I wrote this article (more of a list, really) around winter of 2002, after having been in practice for just three years. Since then I’ve changed my thinking a bit around some of my previous recommendations, and I’ve adopted some new ideas. So, this being the ten year anniversary of the article, it seemed like a good time to present a revised edition.
You don’t necessarily have to do everything on this list to avoid getting sick. If you’re blessed with a strong immune system, you might do none of these things and still never get sick. And you don’t necessarily have to do everything on this list to recover from a sickness either. You’ll get better no matter what, usually within two weeks. But, generally, the more you do (without exerting too much energy in the process), the better you’ll feel while you are sick, and the quicker you’ll get over it.

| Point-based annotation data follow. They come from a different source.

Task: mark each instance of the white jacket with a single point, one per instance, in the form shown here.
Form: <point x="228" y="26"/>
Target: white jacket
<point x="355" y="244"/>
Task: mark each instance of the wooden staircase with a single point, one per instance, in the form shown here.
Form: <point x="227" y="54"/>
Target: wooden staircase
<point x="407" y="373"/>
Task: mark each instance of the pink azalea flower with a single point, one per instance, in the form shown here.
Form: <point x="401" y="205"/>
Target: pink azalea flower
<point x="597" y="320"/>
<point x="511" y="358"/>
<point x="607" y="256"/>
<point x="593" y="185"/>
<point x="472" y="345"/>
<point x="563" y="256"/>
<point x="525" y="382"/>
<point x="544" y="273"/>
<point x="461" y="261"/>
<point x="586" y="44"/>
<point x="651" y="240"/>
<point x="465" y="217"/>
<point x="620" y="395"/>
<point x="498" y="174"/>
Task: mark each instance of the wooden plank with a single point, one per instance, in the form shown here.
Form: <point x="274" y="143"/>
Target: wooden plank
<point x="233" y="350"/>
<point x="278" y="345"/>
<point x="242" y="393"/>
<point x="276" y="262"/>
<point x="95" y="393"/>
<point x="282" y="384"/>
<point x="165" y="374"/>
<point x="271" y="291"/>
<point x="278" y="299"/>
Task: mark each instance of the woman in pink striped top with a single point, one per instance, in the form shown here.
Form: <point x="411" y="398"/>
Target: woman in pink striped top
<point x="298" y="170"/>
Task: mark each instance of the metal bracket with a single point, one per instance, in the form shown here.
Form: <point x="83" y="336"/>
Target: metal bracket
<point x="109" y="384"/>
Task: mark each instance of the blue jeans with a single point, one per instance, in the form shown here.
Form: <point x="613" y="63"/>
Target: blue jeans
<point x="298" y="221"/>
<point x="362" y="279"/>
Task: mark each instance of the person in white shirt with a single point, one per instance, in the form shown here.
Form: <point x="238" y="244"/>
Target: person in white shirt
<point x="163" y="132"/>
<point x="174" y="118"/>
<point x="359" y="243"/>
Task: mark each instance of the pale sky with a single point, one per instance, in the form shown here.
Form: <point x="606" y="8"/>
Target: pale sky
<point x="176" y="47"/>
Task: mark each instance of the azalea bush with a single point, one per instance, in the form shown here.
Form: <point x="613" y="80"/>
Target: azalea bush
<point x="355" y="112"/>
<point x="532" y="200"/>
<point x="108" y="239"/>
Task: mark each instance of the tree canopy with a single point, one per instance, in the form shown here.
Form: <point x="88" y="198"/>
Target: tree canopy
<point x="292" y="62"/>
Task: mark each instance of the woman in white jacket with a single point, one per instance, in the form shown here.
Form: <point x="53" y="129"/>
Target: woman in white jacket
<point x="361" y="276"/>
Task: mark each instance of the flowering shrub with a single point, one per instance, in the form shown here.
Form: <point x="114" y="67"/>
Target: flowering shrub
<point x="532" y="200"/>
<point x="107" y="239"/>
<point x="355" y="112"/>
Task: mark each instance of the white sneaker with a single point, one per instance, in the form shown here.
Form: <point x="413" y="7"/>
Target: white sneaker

The beginning of the list, you’ll notice, has more to do with preventive measures you can take (some of which can also be used therapeutically, like vitamin D), and the latter portion features interventions you can use to kick an existing infection.
1. Keep your fingers out of your ears, eyes, mouth, and nose. Viruses can enter through any of these openings – not just the nose and mouth. The stuff you pick up on your hands has to make it into your body somehow, and if you keep your hands off your face, this can’t happen. You can still pick up airborne viruses, of course, so it makes sense to keep your distance from people who are sneezing and coughing. And you could transfer something on your hands to a piece of food you’re about to put in your mouth, though this is probably not a common route of entry.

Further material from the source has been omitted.